The failure was seen as a blow to the prospects of reaching a global legally-binding deal on carbon emissions at next month’s crucial climate change summit in Copenhagen.
Green activists expressed their disappointment saying it meant the Copenhagen summit was doomed.
The meeting, attended by a high-level Indian delegation led by Finance Minister Pranab Mukherjee, also failed to agree on a common strategy for withdrawing the massive public funding that has gone into stimulating the global economy in the past year.
As recession starts to wane in many of parts of the world, there is a view that the time has come to withdraw the stimulus, but some countries, including Britain, are opposed to an abrupt withdrawal, arguing that growth has not picked up sufficiently to withstand a sudden loss of “life-support.”
Before the meeting, Mr. Mukherjee said that instead of a blanket withdrawal strategy, each country should be left alone to choose its own “exit policy” depending on the scale of recovery.

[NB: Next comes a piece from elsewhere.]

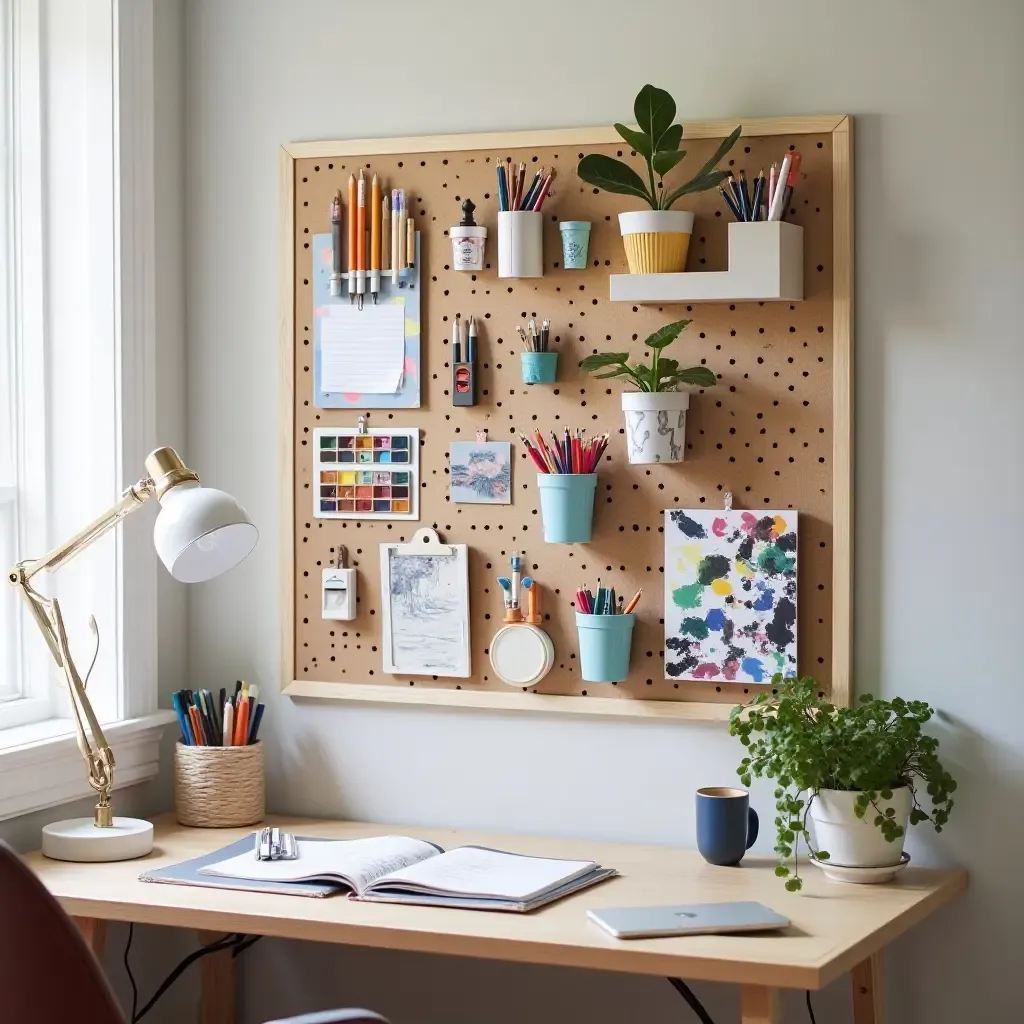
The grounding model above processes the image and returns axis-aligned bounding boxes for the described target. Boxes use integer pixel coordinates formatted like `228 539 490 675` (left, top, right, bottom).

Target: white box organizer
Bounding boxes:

Meanwhile, a row erupted over Prime Minister Gordon Brown’s proposal for a tax on financial transactions by banks, with the United States, Canada and the International Monetary Fund (IMF), among others, rejecting the idea.
Mr. Brown had suggested that the proposed tax could be used to build a global fund to bail out failed banks in future.
U.S. Treasury Secretary Timothy Geithner rejected the proposal outright saying: “That’s not something that we’re prepared to support.”
Canadian Finance Minister Jim Flaherty said Canada was “not in the business of raising taxes but in the business of lowering taxes.” He added: “It is not an idea we would look at.”
Dominique Strauss-Kahn, head of IMF, said imposing a transaction tax would not be feasible because transactions were “very difficult” to measure.